Repeated Principal-Agent Games with Unobserved Agent Rewards and Perfect-Knowledge Agents
Dogan, Ilgin, Shen, Zuo-Jun Max, Aswani, Anil
System designers frequently use the idea of providing incentives to stakeholders as a powerful means of steering the stakeholders for their own benefit. Operations management includes many such examples, such as offering performance-based bonuses to ride-hailing drivers, providing monetary incentives to patients for medical adherence, quality-contingent bonus payments for workers in crowdsourcing platforms, and vertical collaboration between shippers and carriers in transportation planning. In many real-world settings, the problem of designing efficient incentives can be posed as a repeated principal-agent problem where a principal (i.e., system designer) designs sequential incentive policies to motivate an agent (i.e., stakeholder) to convey certain behaviors that eventually serve the goal of maximizing the principal's cumulative net reward. Typically, there is an element of information asymmetry in these systems which arises between the principal and the agent in the form of either adverse selection (i.e., hidden information) or moral hazard (i.e., hidden actions) (Bolton and Dewatripont 2004).
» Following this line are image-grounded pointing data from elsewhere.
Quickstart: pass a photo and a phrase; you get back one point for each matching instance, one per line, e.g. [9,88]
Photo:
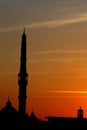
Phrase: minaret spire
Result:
[22,77]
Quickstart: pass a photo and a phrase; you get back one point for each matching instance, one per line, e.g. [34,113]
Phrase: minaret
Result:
[22,77]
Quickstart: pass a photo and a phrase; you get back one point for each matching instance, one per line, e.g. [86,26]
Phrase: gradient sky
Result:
[56,55]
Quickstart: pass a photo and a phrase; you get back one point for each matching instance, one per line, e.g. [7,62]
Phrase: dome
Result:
[8,112]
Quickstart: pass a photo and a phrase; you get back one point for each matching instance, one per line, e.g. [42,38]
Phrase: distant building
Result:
[80,113]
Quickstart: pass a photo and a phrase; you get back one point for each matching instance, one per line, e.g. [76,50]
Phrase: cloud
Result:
[77,18]
[59,94]
[61,52]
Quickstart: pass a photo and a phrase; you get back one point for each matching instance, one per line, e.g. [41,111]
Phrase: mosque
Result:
[12,119]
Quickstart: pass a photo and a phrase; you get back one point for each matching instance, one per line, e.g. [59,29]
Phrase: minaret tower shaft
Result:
[22,77]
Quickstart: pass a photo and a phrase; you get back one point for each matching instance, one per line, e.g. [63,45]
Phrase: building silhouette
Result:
[23,77]
[12,119]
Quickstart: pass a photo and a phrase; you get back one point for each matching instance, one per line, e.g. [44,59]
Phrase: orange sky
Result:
[56,55]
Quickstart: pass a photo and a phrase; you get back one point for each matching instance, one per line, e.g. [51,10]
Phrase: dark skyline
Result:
[56,57]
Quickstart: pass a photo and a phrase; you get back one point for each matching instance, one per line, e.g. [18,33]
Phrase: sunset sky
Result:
[56,55]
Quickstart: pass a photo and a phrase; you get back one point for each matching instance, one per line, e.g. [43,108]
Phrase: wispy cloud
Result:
[61,52]
[59,94]
[77,18]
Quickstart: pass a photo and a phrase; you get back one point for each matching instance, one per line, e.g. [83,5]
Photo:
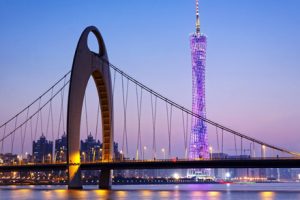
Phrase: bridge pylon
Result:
[86,64]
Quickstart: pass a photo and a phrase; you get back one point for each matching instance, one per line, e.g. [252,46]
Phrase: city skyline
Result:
[256,107]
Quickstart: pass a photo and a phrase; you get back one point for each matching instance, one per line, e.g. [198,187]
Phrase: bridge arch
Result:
[86,64]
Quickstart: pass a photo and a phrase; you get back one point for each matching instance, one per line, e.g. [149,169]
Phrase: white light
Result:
[227,175]
[176,176]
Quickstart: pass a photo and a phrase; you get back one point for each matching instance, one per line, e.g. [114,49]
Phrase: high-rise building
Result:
[91,150]
[198,139]
[61,148]
[42,150]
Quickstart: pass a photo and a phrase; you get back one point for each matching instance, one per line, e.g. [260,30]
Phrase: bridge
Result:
[23,128]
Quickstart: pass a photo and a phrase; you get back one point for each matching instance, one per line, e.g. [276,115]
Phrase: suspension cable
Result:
[125,99]
[139,108]
[23,134]
[2,143]
[197,115]
[218,144]
[97,119]
[153,111]
[61,114]
[13,135]
[37,120]
[185,132]
[169,121]
[43,94]
[35,113]
[86,118]
[235,146]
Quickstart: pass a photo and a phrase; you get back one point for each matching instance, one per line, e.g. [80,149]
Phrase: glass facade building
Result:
[198,148]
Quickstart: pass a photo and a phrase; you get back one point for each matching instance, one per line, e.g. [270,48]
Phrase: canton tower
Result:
[198,147]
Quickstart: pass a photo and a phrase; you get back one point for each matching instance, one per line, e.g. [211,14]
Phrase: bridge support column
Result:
[105,179]
[74,177]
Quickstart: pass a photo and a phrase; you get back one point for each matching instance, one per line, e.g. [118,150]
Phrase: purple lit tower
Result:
[198,139]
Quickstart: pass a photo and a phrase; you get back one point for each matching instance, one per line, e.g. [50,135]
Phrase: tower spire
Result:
[197,17]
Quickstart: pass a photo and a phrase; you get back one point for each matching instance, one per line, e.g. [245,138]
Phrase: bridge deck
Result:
[163,164]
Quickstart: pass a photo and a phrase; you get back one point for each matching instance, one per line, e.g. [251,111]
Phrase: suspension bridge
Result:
[42,118]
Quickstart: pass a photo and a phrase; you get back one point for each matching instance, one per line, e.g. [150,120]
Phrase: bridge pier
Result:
[105,179]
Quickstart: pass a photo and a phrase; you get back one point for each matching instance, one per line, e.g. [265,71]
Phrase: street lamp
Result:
[210,152]
[164,152]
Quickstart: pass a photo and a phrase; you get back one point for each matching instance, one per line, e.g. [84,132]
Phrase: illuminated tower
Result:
[198,139]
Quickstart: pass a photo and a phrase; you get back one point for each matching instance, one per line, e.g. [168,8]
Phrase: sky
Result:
[252,74]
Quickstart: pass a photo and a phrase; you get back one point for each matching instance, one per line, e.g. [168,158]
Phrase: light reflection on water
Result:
[210,192]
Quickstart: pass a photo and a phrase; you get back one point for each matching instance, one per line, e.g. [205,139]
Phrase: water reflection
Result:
[190,192]
[267,195]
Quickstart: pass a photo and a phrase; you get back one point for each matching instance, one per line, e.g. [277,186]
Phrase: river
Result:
[264,191]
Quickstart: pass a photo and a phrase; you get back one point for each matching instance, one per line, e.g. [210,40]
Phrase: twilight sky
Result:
[252,79]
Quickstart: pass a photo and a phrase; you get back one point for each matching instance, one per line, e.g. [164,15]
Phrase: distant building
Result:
[91,150]
[42,150]
[61,149]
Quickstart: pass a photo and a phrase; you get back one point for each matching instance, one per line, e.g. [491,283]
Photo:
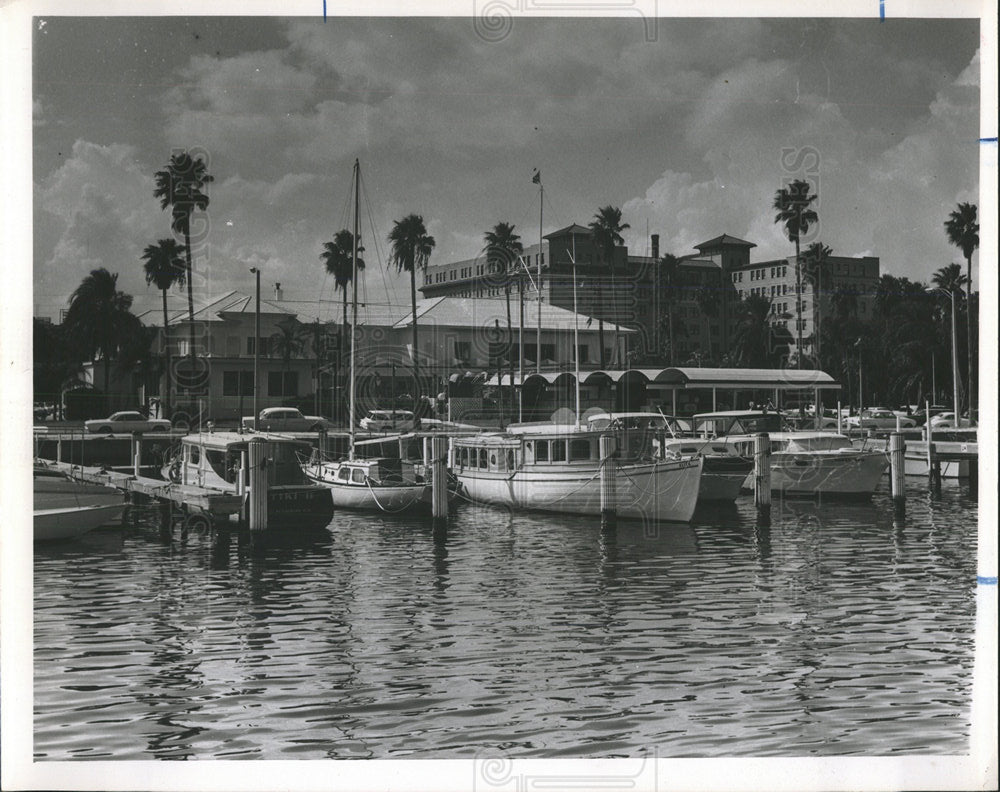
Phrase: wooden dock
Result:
[212,503]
For instance, in the context of employment incentives designed by an employer, the hidden information in an adverse selection setting could be the level of productivity of an employee whereas a hidden action in the moral hazard setting could be the total effort level of the employee. More generally, the hidden information in the adverse selection setting can be seen as an unknown "type" or "preferences" of the agent that directly affects the action chosen by the agent, which in turn determines both the agent's utility and the principal's reward. These situations require specification of the agent's private information and the distributional-knowledge that the principal has concerning that information. Existing literature on repeated principal-agent models mostly studies the moral hazard setting, with a more recent focus on the problem of estimating agent's unknown model parameters under hidden actions (e.g., Ho et al. 2016, Kaynar and Siddiq 2022). On the other hand, the adverse selection setting is mostly studied either for single-period static games (Navabi and Nayyar 2018, Chade and Swinkels 2019, Gottlieb and Moreira 2022) or else for the repeated dynamic games where restrictive assumptions are made on, for example, dimension of the agent's action space, utility Dogan et.